Increased susceptibility to infections, high fever that does not disappear even with antibiotics, fatigue, difficulty in breathing, paleness, hemorrhagic syndrome. These are the most common symptoms of acute myeloid leukemia, a neoplastic disease of the bone marrow that affects about 3-4 people per 100 thousand inhabitants. “There are about 2,000 people a year in Italy affected by the disease which, if not treated, leads to death. In particular the elderly, it is no coincidence that the average age of onset is 68 years. But these patients are the most difficult to cure for two reasons: acute myeloid leukemia in the elderly, compared to that of the young, is intrinsically more aggressive, and from the point of view of therapies those who are older tolerate them less “. So at Adnkronos Salute Roberto Cairoli, director of the Hematology Department of the Niguarda Hospital in Milan, on the occasion of the month dedicated to raising awareness on blood cancers.
From the point of view of treatments “we are in a moment of great ferment – underlines the hematologist – because until recently we had only a few classic chemotherapy drugs available, which in any case gave great satisfaction”. The therapy for acute myeloid leukemia “is divided into different phases – explains Cairoli – The first phase is the so-called induction therapy, whose goal is the apparent disappearance of the disease. If after this phase a consolidation therapy is not given. disease returns in a short time. In induction therapy two chemotherapy drugs (anthracyclines and Ara-C) have been used since 1973, which together induce a complete remission in about 60% of cases, with a chance of survival to 5 years of 50% in younger patients “.

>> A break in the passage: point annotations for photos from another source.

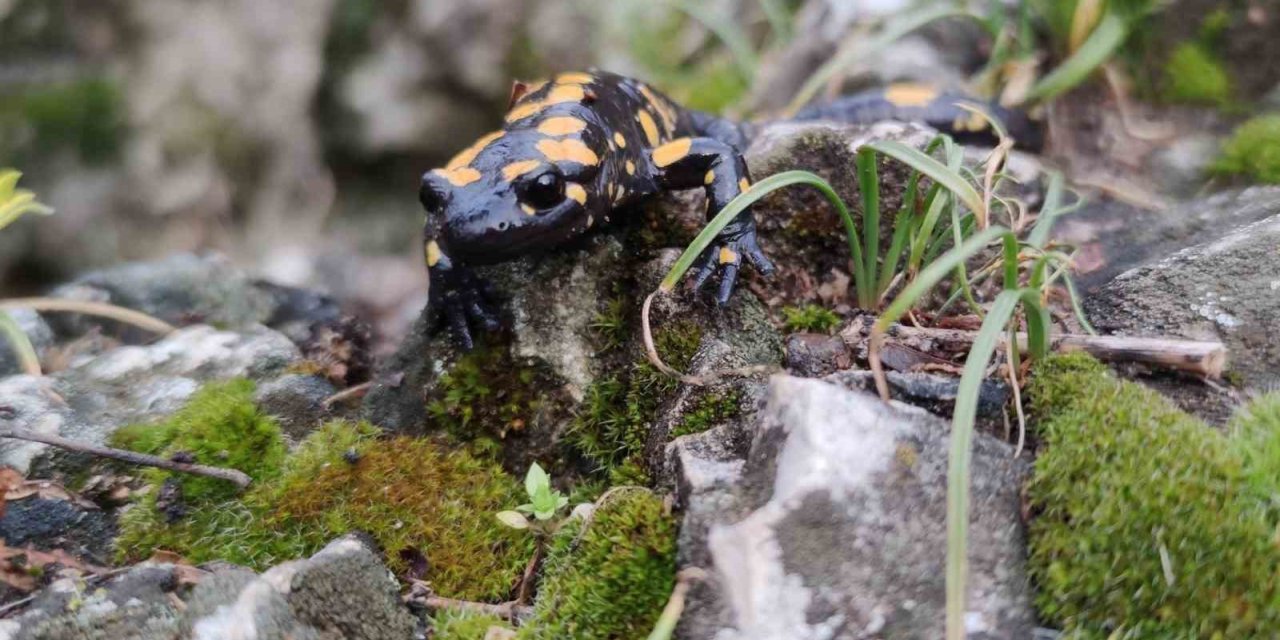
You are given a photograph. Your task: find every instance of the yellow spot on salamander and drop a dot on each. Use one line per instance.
(516, 169)
(470, 154)
(575, 78)
(672, 151)
(561, 126)
(650, 128)
(557, 95)
(570, 150)
(460, 177)
(910, 95)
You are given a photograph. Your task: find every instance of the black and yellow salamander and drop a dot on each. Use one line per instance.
(580, 146)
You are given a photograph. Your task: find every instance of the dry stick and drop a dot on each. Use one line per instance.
(506, 611)
(94, 309)
(1200, 357)
(231, 475)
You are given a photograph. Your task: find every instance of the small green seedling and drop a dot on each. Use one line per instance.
(543, 504)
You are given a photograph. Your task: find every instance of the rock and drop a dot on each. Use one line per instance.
(179, 289)
(814, 355)
(97, 394)
(37, 332)
(296, 402)
(137, 606)
(341, 592)
(832, 524)
(54, 524)
(1115, 237)
(1224, 289)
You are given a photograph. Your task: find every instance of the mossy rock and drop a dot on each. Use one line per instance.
(414, 497)
(611, 580)
(1148, 522)
(1253, 151)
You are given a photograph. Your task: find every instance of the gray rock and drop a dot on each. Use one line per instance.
(53, 524)
(179, 289)
(832, 525)
(1115, 237)
(814, 355)
(296, 402)
(37, 332)
(1226, 289)
(135, 606)
(97, 394)
(343, 592)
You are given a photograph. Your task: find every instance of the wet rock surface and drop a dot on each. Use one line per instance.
(1224, 289)
(341, 592)
(832, 525)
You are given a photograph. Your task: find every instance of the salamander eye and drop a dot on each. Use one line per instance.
(544, 190)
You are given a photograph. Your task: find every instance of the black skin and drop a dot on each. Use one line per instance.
(557, 169)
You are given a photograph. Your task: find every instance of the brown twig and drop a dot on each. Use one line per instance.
(506, 611)
(231, 475)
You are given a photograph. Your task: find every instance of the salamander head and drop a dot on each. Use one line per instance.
(492, 211)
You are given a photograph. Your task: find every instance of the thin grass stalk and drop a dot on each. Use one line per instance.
(21, 344)
(960, 456)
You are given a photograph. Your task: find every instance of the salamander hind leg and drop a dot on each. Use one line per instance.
(718, 168)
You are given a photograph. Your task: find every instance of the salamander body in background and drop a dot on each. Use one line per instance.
(580, 146)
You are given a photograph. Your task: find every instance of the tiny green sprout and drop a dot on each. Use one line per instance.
(543, 502)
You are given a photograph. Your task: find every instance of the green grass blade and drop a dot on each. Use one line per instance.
(868, 186)
(1075, 304)
(1101, 44)
(727, 31)
(19, 343)
(932, 274)
(892, 31)
(961, 452)
(746, 199)
(941, 173)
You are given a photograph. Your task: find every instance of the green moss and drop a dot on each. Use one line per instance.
(464, 626)
(485, 394)
(707, 411)
(1193, 74)
(613, 424)
(615, 579)
(1253, 151)
(222, 426)
(1146, 522)
(810, 318)
(85, 117)
(408, 494)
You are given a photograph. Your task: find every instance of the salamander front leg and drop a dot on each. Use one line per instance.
(458, 295)
(689, 163)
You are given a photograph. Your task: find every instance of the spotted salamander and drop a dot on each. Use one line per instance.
(580, 146)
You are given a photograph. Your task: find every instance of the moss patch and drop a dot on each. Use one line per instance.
(810, 318)
(1253, 151)
(222, 426)
(1146, 524)
(613, 579)
(1193, 74)
(464, 626)
(613, 424)
(411, 496)
(86, 117)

Many others have been associated with these drugs, especially in recent years – continues the specialist – Some are ‘molecular target’ drugs, that is, they affect a biological characteristic identified in the malignant cell, inducing its death. There is a combination of drugs which is particularly important in the care of the elderly patient. This therapy is based on inhibitors of BCL2, a substance that is overexpressed inside the leukemia cell, in association with hypomethylating chemotherapy (the DNA of the leukemia cell is pathologically hypermethylated). these drugs induce a remission of the disease in 60% of elderly patients, results that have never been seen before. Therefore the mix modernly adopted in the elderly patient is the association of a hypomethylating drug with a BCL2 inhibitor called venetoclax ” . The ‘defect’ of this therapy “is that it is not of a fixed duration. It is in fact a continuous therapy, this means that the patient 7 days a month must go to the clinic to undergo the treatment. Then there are several other substances that in various combinations have improved the survival of acute myeloid leukemia patients, both young and elderly. ”

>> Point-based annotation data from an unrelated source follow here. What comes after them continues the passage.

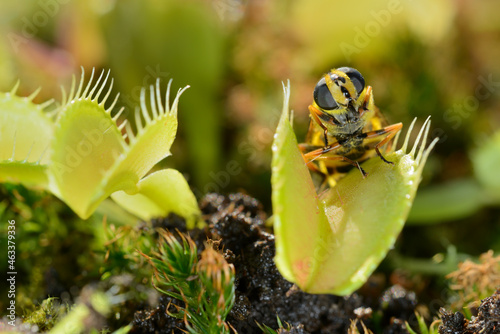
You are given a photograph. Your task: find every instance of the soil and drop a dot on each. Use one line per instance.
(486, 321)
(236, 223)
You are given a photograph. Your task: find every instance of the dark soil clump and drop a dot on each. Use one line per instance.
(486, 321)
(236, 224)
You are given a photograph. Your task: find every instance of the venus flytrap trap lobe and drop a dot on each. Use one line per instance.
(25, 132)
(88, 157)
(331, 243)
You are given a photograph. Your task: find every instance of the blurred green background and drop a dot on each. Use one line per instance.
(438, 58)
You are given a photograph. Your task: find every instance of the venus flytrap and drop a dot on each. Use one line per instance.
(331, 242)
(88, 159)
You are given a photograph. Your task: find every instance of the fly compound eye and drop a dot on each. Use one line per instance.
(356, 78)
(323, 97)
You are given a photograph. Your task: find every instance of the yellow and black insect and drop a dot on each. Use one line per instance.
(346, 127)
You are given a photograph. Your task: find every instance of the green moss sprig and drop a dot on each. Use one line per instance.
(206, 286)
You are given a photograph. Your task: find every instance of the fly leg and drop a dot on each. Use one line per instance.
(390, 131)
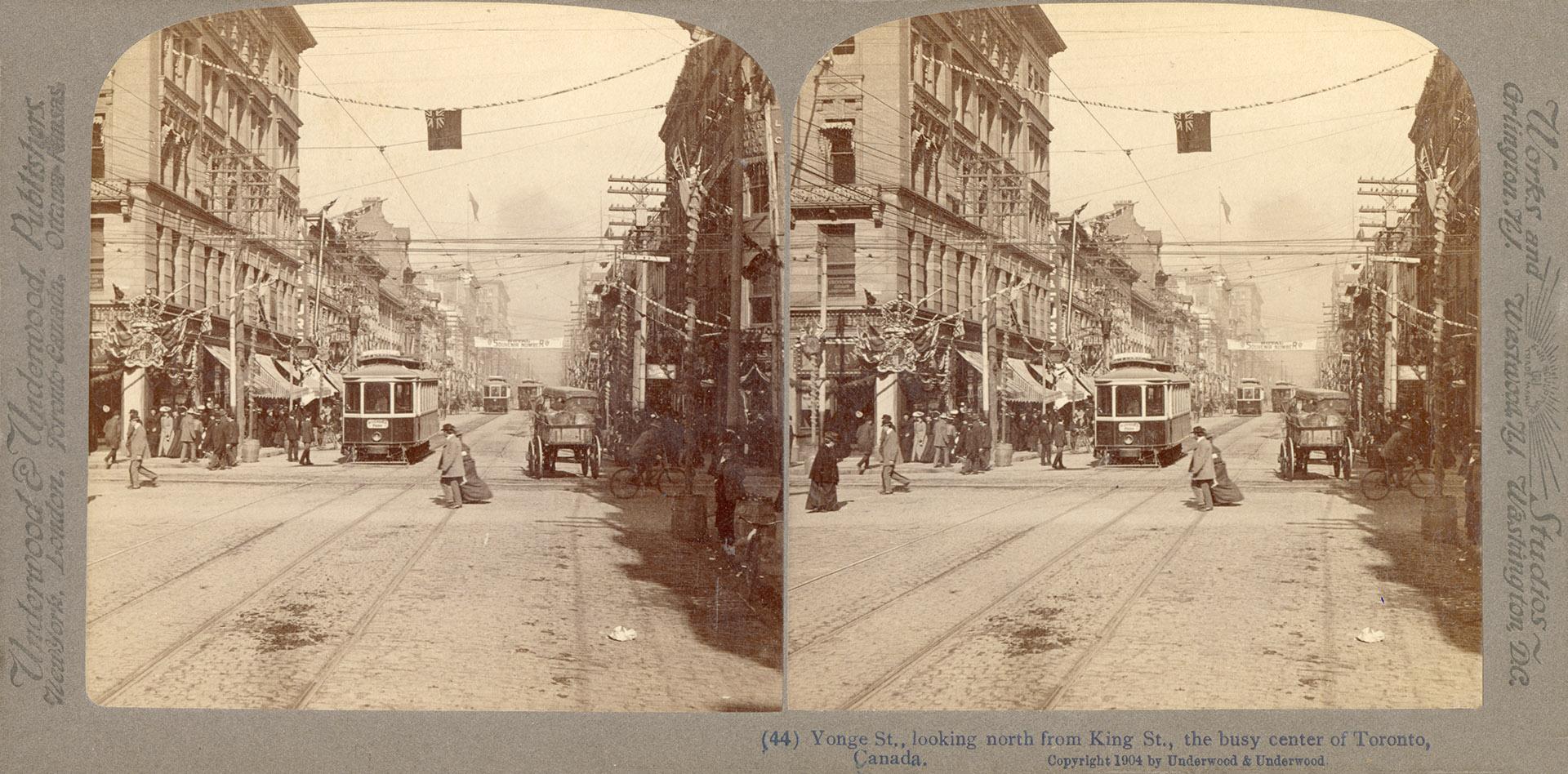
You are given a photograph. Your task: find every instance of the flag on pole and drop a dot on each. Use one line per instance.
(1192, 134)
(444, 129)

When the disease is in the active phase “the patient is generally hemorrhagic, febrile and anemic – continues Cairoli – So he has to have blood and platelet transfusions, he is very ill. The goal of therapy is instead to improve the quality of life of who is affected by acute myeloid leukemia, but to do so you must first make the patient independent of transfusion support. If you have a fever or an intercurrent infection, our job is to improve the number and performance of white blood cells, so that these intercurrent episodes and the fever can disappear. With no more fever and no more having to resort to transfusions of red blood cells and platelets, even if the patient has to periodically go to the clinic for treatment, his quality of life improves enormously “. It must be said, however, that “we do not get this result in 100% of patients – specifies the hematologist – but in over half of the cases”.

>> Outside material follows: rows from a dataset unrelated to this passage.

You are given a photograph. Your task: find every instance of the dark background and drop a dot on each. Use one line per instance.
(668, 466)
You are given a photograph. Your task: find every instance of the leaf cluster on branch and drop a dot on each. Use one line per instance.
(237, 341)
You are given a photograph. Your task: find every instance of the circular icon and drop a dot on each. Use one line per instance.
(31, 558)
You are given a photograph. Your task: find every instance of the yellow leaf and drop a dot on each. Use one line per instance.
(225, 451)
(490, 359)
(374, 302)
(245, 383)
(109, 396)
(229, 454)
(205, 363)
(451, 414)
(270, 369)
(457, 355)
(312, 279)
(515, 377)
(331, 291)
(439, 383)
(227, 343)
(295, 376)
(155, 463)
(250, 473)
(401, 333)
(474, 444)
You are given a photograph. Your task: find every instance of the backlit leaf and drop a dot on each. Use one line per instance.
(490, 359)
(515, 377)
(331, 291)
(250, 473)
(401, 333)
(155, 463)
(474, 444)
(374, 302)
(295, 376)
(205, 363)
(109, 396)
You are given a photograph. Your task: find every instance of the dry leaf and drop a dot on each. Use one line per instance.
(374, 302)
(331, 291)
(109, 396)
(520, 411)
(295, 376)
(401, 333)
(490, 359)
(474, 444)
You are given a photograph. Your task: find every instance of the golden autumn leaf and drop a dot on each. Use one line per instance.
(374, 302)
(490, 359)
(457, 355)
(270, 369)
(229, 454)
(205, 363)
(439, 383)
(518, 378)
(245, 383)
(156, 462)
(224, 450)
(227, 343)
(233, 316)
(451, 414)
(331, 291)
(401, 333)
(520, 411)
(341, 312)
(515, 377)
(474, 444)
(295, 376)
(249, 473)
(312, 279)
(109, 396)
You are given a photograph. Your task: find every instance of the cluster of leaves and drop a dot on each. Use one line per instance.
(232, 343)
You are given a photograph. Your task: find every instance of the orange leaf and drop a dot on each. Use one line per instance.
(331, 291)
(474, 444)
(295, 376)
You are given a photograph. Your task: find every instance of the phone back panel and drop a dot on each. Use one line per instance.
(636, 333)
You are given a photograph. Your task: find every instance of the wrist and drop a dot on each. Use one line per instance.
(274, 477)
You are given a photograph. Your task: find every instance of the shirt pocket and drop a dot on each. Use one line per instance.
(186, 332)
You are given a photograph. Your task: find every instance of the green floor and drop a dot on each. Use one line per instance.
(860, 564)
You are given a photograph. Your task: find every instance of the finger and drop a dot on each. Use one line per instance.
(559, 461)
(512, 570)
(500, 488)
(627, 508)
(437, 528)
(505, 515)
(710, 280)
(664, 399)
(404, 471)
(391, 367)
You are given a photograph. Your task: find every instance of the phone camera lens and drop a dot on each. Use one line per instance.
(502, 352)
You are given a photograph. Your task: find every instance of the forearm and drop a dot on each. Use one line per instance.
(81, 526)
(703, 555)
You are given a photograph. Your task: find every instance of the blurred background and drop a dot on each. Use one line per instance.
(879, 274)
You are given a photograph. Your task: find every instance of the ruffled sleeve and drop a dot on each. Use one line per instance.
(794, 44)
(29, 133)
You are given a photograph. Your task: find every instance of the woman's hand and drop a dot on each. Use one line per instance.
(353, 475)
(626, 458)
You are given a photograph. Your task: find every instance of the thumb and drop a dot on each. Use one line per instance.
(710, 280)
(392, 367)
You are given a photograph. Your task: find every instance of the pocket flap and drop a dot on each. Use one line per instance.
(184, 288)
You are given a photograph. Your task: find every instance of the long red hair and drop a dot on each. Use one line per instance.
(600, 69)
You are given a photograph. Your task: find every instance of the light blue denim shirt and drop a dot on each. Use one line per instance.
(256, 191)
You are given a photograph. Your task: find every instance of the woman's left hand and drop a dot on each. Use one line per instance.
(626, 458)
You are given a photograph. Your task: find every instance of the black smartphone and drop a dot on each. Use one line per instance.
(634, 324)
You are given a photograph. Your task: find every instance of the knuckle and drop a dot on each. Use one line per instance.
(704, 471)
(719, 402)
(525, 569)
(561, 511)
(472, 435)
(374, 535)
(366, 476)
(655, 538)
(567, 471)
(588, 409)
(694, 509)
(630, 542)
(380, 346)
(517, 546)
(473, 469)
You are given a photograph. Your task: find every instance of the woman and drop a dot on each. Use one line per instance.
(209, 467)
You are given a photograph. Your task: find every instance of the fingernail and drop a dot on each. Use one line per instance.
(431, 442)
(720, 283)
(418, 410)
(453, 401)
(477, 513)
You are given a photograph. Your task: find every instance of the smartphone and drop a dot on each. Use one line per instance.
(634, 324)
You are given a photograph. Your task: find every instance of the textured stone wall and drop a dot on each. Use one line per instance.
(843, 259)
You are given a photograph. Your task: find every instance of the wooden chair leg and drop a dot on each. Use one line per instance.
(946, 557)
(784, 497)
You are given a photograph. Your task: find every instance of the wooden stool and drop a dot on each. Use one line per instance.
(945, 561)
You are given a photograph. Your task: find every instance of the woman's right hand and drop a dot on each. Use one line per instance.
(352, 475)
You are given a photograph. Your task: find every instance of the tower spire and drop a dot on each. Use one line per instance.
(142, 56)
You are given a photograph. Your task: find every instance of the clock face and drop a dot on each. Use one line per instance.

The therapy that associates a hypomethylating drug with venetoclax “produces results that we have never seen in terms of remission, but it is a continuous therapy – Cairoli reiterates – Venetoclax is taken by mouth while hypomethylating therapy is done subcutaneously 7 days every 28 at a hematology clinic. In the future it will be possible to take the therapy directly at home: research is working hard to achieve this goal “.